Two KBL09401B brushless motor controllers were stolen, SN: 11160617 and 11160619.
Kelly don't provide any warranty and after-sale service for those two KBL controllers.
Please don't purchase them from any source. 

Kelly Controls, LLC
Aug.2, 2012


----------



## EVfun (Mar 14, 2010)

That is a good manufacturer policy! If a serial numbered unit is reported stolen to the manufacturer then all support is pulled for those serial numbers (unless or until the rightful owner gets them back.) Thank you for letting us know.


----------



## dutchlincoln (May 6, 2012)

Good thing, but:
What if i purchase such a controller, and am no member here? Or don't know its stolen and pay a reasonable amount for it?


----------



## Tesseract (Sep 27, 2008)

dutchlincoln said:


> Good thing, but:
> What if i purchase such a controller, and am no member here? Or don't know its stolen and pay a reasonable amount for it?


That's the risk you take buying a used product... In fact, oftentimes the warranty is non-transferable, anyway - ie, only the original purchaser is covered - especially for electronic products.


----------



## cts_casemod (Aug 23, 2012)

All true, but I could buy them as new, we don’t know what condition they were. 
The manufacturer should have an online warranty registration, so you would know immediately, same as Nokia when they had problems with counterfeit batteries. I once had one I couldn’t tell it was fake, almost blow. The guy at Nokia show me the logo. There was one or two dots difference and that was all. Same here. I am not expecting to query warranty until I have a problem, which I may never have.


----------



## EVfun (Mar 14, 2010)

dutchlincoln said:


> Good thing, but:
> What if i purchase such a controller, and am no member here? Or don't know its stolen and pay a reasonable amount for it?


That would still make you in possession of stolen property. In all likely hood if law enforcement becomes aware that you have stolen property they will come and take it from you to return it to the rightful owner. After all, one reason to report things stolen is the hope to get them back.


----------



## hmincr (Jan 20, 2012)

Might I ask exactly when they were stolen ??


----------



## ricklearned (Mar 3, 2012)

EVfun said:


> That would still make you in possession of stolen property. In all likely hood if law enforcement becomes aware that you have stolen property they will come and take it from you to return it to the rightful owner. After all, one reason to report things stolen is the hope to get them back.

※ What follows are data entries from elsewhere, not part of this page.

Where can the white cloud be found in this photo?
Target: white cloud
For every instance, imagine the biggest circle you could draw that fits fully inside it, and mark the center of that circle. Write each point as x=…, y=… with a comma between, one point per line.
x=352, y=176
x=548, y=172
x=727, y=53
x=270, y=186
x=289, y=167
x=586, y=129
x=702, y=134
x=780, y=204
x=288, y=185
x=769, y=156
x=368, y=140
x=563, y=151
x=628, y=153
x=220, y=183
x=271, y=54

I am not a lawyer but in some states there are statutes that protect a bona fide purchaser for value from being prosecuted for having stolen property. Years ago in California my brother put a car on a consignment lot. The dealer sold it to an ususpecting buyer and even though my brother had the original pink slip the buyer also had one from the dealer. I think eventually the dealer went to jail and paid $1 per month restitution to my brother.


----------



## somanywelps (Jan 25, 2012)

My guess is they were shipped to a retailer, and they didn't pay kelly for them.


----------